Submitted to arXiv on 17 Dec. 2024

Ask questions about this paper to our AI assistant

You can also chat with multiple papers at once here.

The license of the paper does not allow us to build upon its content and the AI assistant only knows about the paper metadata rather than the full article.

AI assistant instructions?

Results of the summarizing process for the arXiv paper: 2412.13147v2

This paper's license doesn't allow us to build upon its content and the summarizing process is here made with the paper's metadata rather than the article.

In their paper titled "Are Your LLMs Capable of Stable Reasoning? ", authors Junnan Liu, Hongwei Liu, Linchen Xiao, Ziyi Wang, Kuikun Liu, Songyang Gao, Wenwei Zhang, Songyang Zhang and Kai Chen address the significant gap between benchmark performances and real-world applications in Large Language Models (LLMs). They argue that this disconnect is primarily due to current evaluation protocols and metrics failing to fully capture the diverse capabilities of LLMs. This is especially evident in complex reasoning tasks where accuracy and consistency are paramount. To bridge this divide, the authors introduce two key contributions. Firstly, they propose G-Pass@k - a novel evaluation metric that offers a continuous assessment of model performance across multiple sampling attempts. This metric not only quantifies the peak performance potential of LLMs but also evaluates their stability over various scenarios. Secondly, they present LiveMathBench - a dynamic benchmark consisting of challenging mathematical problems designed to minimize data leakage risks during evaluation. Through extensive experiments utilizing G-Pass@k on cutting-edge LLMs with LiveMathBench, the authors provide comprehensive insights into both the maximum capabilities and operational consistency of these models. Their findings underscore substantial room for improvement in LLMs' "realistic" reasoning abilities and emphasize the necessity for more robust evaluation methods in assessing these advanced language models. The detailed results and benchmark information can be accessed at: https://github.com/open-compass/GPassK.
Created on 21 Dec. 2024

Assess the quality of the AI-generated content by voting

Score: 0

Why do we need votes?

Votes are used to determine whether we need to re-run our summarizing tools. If the count reaches -10, our tools can be restarted.

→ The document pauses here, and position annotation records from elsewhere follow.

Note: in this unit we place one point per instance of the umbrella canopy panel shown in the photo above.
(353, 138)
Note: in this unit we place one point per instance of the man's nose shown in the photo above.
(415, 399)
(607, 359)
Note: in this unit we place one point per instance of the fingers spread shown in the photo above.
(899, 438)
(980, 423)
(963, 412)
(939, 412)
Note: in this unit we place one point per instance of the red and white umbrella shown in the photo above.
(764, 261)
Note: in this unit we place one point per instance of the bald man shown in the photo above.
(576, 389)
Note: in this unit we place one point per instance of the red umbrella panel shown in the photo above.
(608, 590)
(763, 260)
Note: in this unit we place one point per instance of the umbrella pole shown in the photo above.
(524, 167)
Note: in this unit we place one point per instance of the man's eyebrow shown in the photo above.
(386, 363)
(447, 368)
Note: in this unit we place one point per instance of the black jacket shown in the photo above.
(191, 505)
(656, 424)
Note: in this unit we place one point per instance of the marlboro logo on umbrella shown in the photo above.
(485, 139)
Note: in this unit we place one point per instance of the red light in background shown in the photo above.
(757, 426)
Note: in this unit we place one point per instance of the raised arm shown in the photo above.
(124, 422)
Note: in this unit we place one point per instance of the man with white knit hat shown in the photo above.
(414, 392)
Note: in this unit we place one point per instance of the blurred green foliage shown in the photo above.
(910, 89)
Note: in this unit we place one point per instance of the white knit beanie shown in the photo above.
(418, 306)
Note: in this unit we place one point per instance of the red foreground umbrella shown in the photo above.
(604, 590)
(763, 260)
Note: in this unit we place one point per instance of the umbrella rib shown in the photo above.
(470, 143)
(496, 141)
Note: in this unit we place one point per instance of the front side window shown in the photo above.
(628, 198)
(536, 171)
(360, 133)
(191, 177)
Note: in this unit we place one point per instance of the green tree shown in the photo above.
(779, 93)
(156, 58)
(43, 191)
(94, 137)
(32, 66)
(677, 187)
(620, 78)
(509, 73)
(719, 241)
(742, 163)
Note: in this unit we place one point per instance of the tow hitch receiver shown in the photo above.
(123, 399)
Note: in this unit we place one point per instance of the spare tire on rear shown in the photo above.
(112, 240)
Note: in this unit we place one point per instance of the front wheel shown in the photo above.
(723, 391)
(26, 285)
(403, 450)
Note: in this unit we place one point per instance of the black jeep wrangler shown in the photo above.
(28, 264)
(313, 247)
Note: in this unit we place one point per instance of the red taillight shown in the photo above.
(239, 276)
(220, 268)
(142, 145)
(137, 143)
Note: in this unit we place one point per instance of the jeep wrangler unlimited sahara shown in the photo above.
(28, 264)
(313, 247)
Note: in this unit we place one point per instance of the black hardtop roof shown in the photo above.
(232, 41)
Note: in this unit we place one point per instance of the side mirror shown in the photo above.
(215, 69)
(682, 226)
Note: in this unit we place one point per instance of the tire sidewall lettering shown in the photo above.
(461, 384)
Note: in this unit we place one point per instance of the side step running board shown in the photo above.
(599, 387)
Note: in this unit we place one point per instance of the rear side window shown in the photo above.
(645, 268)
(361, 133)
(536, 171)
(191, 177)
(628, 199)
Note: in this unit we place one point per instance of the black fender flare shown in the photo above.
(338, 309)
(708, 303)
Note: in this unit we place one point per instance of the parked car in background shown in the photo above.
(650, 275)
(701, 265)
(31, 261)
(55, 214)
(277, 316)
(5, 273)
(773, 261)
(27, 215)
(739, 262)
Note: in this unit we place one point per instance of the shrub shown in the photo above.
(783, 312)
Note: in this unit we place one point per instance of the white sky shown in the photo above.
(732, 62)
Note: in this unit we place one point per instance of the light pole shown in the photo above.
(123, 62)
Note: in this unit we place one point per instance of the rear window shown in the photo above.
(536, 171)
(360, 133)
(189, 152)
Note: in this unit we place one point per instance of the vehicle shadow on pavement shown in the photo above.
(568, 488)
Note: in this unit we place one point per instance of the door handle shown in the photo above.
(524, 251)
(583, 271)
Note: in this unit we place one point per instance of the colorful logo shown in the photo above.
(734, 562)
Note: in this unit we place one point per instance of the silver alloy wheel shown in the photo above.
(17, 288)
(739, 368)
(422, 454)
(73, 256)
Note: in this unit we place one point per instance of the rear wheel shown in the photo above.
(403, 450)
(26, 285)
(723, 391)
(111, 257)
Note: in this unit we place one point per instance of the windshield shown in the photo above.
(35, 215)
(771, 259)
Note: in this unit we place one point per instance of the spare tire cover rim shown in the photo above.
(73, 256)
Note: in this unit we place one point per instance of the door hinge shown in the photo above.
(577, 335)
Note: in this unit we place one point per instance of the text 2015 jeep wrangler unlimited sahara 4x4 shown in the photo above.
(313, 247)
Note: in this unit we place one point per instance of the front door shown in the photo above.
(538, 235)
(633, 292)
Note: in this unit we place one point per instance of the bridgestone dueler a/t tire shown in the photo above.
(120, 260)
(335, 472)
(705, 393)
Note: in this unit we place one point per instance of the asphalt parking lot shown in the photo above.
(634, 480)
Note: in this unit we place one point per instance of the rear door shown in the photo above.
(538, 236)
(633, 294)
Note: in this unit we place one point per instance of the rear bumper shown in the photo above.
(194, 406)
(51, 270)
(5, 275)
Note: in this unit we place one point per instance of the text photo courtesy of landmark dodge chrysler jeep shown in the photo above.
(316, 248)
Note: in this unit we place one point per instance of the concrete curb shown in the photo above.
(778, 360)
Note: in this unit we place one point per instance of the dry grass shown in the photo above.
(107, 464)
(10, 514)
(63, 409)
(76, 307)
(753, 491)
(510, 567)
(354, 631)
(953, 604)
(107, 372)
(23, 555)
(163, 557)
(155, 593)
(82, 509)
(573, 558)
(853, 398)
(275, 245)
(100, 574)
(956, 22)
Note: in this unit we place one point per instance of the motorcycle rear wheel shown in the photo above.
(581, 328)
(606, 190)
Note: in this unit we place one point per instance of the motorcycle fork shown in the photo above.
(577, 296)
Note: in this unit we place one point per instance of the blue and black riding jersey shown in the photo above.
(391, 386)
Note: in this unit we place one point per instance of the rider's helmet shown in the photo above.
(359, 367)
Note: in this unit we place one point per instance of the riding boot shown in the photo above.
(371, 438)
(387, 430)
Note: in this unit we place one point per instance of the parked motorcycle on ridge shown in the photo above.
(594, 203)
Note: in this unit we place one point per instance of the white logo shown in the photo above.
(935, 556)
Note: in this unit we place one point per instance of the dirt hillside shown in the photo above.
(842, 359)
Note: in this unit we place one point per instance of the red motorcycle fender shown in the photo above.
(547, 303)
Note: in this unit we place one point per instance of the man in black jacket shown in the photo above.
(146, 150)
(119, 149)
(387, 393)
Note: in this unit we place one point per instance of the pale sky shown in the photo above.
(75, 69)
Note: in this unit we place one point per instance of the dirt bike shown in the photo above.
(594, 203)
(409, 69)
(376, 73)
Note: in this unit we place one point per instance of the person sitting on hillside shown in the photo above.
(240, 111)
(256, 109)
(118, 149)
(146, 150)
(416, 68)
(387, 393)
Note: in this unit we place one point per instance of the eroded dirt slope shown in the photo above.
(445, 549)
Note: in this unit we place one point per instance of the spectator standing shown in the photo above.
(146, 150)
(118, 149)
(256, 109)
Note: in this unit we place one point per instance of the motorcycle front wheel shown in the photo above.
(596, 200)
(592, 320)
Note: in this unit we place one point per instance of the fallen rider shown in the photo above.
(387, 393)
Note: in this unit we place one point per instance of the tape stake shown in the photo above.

Similar papers summarized with our AI tools

Navigate through even more similar papers through a

tree representation

Look for similar papers (in beta version)

By clicking on the button above, our algorithm will scan all papers in our database to find the closest based on the contents of the full papers and not just on metadata. Please note that it only works for papers that we have generated summaries for and you can rerun it from time to time to get a more accurate result while our database grows.

Disclaimer: The AI-based summarization tool and virtual assistant provided on this website may not always provide accurate and complete summaries or responses. We encourage you to carefully review and evaluate the generated content to ensure its quality and relevance to your needs.